In the song “Taxman,” George Harrison sang: “Let me tell you how it will be / There’s one for you, nineteen for me…” And when a fledgling filmmaker shops his art to the hordes of reps, distributors and sales agents at the upcoming American Film Market, the experience is not unlike an IRS audit without receipts and accountant.
That is, unless you’ve read Ben Yennie’s book, “The Guerrilla Rep: American Film Market Distribution on No Budget.” Yennie is a virtual Yoda when it comes to navigating AFM and creating a pitch strategy that will get your film to the next level, whatever that next level might be.
Debbie Brubaker, a producer of indies like “The Diary of a Teenage Girl,” considers Yennie’s book “a must for anyone who is planning to make or find distribution for an independent feature film.”
Yennie’s book is a reality check particularly for auteurs who focus only on completing production — and not on the very important business of what comes next. “There’s a sad truth many filmmakers don’t want to accept: There is no money in film making, only in film selling,” Yennie writes. I had to read that twice.

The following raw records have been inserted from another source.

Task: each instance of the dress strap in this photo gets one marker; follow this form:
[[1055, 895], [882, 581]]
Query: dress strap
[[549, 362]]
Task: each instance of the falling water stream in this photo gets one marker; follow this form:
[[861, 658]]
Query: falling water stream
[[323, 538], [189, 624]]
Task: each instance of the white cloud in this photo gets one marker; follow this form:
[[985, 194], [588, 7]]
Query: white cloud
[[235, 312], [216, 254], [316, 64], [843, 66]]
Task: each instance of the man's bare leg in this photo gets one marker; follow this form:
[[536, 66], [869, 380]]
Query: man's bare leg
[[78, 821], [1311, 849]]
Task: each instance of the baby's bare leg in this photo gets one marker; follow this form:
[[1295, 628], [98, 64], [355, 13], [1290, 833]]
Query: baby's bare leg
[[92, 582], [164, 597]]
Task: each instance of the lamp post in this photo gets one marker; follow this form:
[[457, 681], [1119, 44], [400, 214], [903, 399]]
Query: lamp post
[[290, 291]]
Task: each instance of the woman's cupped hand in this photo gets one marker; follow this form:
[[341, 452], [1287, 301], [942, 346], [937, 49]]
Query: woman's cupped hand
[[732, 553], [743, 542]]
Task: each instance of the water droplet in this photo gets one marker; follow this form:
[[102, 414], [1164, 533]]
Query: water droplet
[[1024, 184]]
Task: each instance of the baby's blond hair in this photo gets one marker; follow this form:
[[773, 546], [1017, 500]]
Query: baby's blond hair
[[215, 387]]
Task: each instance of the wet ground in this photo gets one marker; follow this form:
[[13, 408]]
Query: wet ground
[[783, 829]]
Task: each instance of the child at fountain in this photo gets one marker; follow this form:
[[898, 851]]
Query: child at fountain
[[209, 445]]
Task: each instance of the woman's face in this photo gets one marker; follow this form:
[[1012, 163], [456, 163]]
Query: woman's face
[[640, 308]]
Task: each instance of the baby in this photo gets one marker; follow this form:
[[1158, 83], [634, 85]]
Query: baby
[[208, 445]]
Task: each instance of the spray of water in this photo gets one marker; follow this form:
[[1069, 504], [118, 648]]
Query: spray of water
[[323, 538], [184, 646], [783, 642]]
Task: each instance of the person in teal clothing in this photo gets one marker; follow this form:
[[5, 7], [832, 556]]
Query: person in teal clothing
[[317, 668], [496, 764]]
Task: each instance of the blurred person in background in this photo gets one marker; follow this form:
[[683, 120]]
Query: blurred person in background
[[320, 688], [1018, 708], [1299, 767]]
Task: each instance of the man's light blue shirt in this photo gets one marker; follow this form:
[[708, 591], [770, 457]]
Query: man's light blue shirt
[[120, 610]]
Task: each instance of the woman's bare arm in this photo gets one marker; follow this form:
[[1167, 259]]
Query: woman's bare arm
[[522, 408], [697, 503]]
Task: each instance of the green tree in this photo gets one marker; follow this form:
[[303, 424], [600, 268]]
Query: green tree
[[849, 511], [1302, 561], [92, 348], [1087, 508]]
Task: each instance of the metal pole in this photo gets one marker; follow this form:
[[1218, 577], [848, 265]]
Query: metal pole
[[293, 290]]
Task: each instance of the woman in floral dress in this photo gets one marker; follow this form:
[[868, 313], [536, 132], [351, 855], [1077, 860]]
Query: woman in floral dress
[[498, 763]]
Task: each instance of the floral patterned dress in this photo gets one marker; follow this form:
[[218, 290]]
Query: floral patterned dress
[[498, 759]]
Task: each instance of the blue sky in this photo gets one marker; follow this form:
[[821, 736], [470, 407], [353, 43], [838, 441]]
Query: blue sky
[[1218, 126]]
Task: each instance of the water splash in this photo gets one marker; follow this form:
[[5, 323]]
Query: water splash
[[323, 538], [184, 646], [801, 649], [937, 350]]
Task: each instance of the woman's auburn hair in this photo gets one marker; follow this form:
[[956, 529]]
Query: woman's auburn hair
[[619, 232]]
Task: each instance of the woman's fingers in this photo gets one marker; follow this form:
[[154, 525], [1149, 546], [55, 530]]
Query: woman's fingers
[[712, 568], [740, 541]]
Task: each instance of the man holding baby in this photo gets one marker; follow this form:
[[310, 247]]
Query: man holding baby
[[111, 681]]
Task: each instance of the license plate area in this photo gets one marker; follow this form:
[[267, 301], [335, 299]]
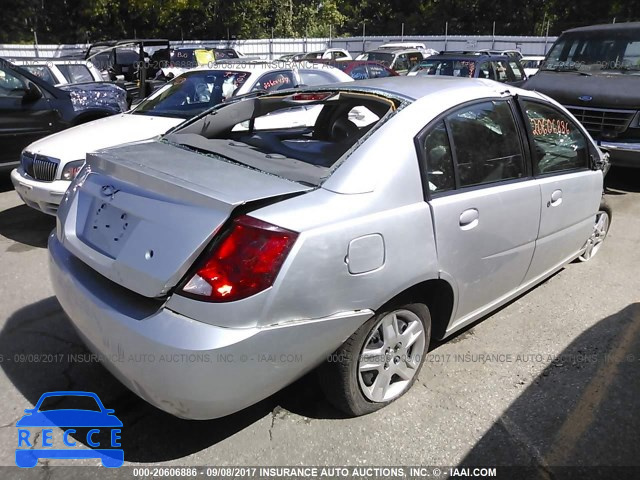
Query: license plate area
[[107, 228]]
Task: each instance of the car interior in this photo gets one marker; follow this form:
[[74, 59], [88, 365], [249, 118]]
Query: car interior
[[315, 133]]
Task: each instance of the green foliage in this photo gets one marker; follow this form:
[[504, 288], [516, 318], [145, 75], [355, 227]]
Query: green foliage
[[71, 21]]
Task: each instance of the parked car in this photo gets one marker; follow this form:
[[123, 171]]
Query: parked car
[[357, 69], [31, 108], [56, 71], [401, 60], [411, 45], [531, 64], [510, 53], [185, 57], [259, 254], [595, 72], [502, 68], [328, 54], [312, 74], [136, 64], [193, 92]]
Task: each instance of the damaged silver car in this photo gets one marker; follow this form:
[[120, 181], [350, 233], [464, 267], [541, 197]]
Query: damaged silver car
[[215, 265]]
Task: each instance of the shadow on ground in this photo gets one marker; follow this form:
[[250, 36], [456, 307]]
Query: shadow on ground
[[26, 226], [581, 411], [43, 353]]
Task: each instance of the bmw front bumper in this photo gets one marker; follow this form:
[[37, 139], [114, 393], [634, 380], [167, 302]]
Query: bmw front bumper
[[188, 368]]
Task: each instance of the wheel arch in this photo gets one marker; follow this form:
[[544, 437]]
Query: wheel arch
[[437, 294]]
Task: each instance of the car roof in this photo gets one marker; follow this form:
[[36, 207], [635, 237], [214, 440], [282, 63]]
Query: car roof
[[45, 61], [413, 88], [469, 56], [245, 66], [607, 27], [394, 50]]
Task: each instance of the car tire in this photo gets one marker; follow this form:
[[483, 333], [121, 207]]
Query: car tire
[[600, 229], [373, 368]]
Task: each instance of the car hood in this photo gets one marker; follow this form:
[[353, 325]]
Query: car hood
[[96, 95], [605, 90], [69, 418], [74, 143]]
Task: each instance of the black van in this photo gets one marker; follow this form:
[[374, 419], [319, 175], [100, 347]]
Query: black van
[[595, 72]]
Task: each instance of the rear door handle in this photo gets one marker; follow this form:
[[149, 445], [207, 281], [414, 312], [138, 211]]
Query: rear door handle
[[556, 199], [469, 219]]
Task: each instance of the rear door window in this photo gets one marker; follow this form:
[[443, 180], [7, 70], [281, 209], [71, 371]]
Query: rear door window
[[10, 84], [486, 144], [378, 71], [558, 143], [76, 73], [43, 73], [359, 72], [485, 71], [502, 71], [439, 159], [515, 70]]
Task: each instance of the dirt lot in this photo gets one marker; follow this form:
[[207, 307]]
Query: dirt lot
[[550, 379]]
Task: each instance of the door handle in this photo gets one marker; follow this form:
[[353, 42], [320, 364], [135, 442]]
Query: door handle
[[556, 199], [469, 219]]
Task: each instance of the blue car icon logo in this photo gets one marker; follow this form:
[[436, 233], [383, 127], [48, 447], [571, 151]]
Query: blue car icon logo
[[100, 422]]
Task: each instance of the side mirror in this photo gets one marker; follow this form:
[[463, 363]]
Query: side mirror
[[32, 93]]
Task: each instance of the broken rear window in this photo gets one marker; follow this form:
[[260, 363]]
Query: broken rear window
[[299, 136]]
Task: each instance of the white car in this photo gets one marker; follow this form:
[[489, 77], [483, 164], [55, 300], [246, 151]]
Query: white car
[[328, 54], [48, 165], [57, 71]]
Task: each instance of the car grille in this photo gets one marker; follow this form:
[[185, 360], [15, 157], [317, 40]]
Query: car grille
[[597, 120], [39, 167]]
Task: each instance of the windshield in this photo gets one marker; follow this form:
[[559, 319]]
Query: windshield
[[296, 136], [192, 93], [76, 73], [385, 58], [595, 51], [450, 68], [42, 72]]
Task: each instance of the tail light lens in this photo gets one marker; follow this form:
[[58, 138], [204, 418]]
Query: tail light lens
[[246, 261]]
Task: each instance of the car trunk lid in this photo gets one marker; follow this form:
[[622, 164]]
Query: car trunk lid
[[145, 211]]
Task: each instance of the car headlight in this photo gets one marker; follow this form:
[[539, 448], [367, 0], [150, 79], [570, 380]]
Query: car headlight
[[71, 169]]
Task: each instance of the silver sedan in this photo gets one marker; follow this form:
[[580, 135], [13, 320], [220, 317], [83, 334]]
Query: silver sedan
[[260, 240]]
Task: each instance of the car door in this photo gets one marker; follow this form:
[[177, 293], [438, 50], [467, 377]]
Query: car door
[[24, 116], [485, 204], [571, 191]]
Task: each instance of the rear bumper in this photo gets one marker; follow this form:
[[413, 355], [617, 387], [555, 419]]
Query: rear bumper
[[43, 196], [185, 367], [623, 154]]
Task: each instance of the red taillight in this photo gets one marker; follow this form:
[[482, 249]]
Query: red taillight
[[245, 262]]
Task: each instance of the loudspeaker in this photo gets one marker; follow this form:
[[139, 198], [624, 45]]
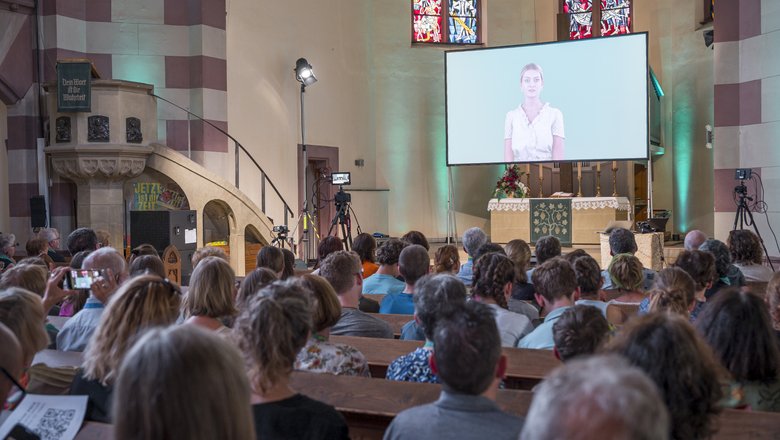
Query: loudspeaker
[[38, 211], [164, 228]]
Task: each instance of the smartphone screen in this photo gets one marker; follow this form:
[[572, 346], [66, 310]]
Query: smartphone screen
[[82, 278]]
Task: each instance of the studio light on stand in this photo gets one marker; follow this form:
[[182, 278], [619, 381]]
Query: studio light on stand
[[305, 75]]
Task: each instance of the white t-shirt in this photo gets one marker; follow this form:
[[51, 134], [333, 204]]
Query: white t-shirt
[[532, 140]]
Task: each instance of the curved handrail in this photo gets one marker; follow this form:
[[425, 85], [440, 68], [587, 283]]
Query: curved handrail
[[241, 147]]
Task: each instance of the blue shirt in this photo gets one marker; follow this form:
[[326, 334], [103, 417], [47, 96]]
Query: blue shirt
[[541, 337], [398, 303], [381, 283], [466, 272], [413, 367]]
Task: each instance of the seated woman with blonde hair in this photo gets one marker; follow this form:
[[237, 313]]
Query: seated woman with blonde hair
[[182, 382], [211, 295], [320, 355], [270, 333], [143, 302]]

It’s like the advice given med students who think they are stepping into a lifestyle of country clubs and new BMWs.
For Mike Burstyn, who is seeking distribution for his feature debut “Azimuth,” “I considered distribution on the first day of shooting, since it was at that point that I knew I had something to distribute.”
The reality in Yennie’s approach may weed out those who have stepped off of the bus from Wichita with stars in their eyes. Filmmaking is a serious business that leverages art with relationship-building and personality-driven marketing. When you come to AFM, you are your own evangelist, and according to Yennie, you better do your homework.
For one thing, you should know the difference between a film market like AFM and a festival. A market is “centered around the commerce of film,” he said, whereas festivals like Sundance or Cannes have markets attached as well as core festival events celebrating the craft of filmmaking.
Those aren’t the only players. Yennie’s book profiles aggregators, line producers, producers of marketing and distribution, executive producers and others who will attach themselves to you like pilot fish to a shark.
And while film markets are typically all about the pitch, Yennie said to be ready when this time-tested follow-up question comes around: “What else ya got?”
Those words can land like a warm fart at Christmas. Yennie recommends that you bring three projects with you. “Opinions vary about the wisdom of splitting focus, but the advantage of bringing three films is that generally a buyer is looking for something very specific, and if he doesn’t like your lead pitch, you’ll need to launch immediately into your next pitch,” he advised.
This preparation could make the difference to turning a contact into someone who will actually take your call.